Mais la logique ne peut trouver son compte dans une attitude qui lui fait apercevoir tour à tour que le meurtre est possible et impossible. Car, après avoir rendu au moins indifférent l’acte de tuer, l’analyse absurde, dans la plus importante de ses conséquences, finit par le condamner. La conclusion dernière du raisonnement absurde est, en effet, le rejet du suicide et le maintient de cette confrontation désespérée entre l’interrogation humaine et le silence du monde
[i]. Le suicide signifierait la fin de cette confrontation et le raisonnement absurde considère qu’il ne pourrait y souscrire qu’en niant ses propres prémisses.

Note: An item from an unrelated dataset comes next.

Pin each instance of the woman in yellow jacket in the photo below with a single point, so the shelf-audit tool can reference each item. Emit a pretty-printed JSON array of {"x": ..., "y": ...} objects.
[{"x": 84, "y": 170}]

Une telle conclusion, selon lui, serait fuite ou délivrance. Mais il est clair que, du même coup, ce raisonnement admet la vie comme le seul bien nécessaire puisqu’elle permet précisément cette confrontation et que, sans elle, le pari absurde n’aurait pas de support. Pour dire que la vie est absurde, la conscience a besoin d’être vivant. Comment, sans une concession remarquable au goût du confort, conserver pour soi le bénéfice exclusif d’un tel raisonnement ? Dès l’instant où ce bien est reconnu comme tel, il est celui de tous les hommes. On ne peut donner une cohérence au meurtre si on la refuse au suicide. Un esprit pénétré de l’idée d’absurde admet sans doute le meurtre de fatalité; il ne saurait accepter le meurtre de raisonnement. Vis-à-vis de la confrontation, meurtre et suicide sont une même chose, qu’il faut prendre ou rejeter ensemble.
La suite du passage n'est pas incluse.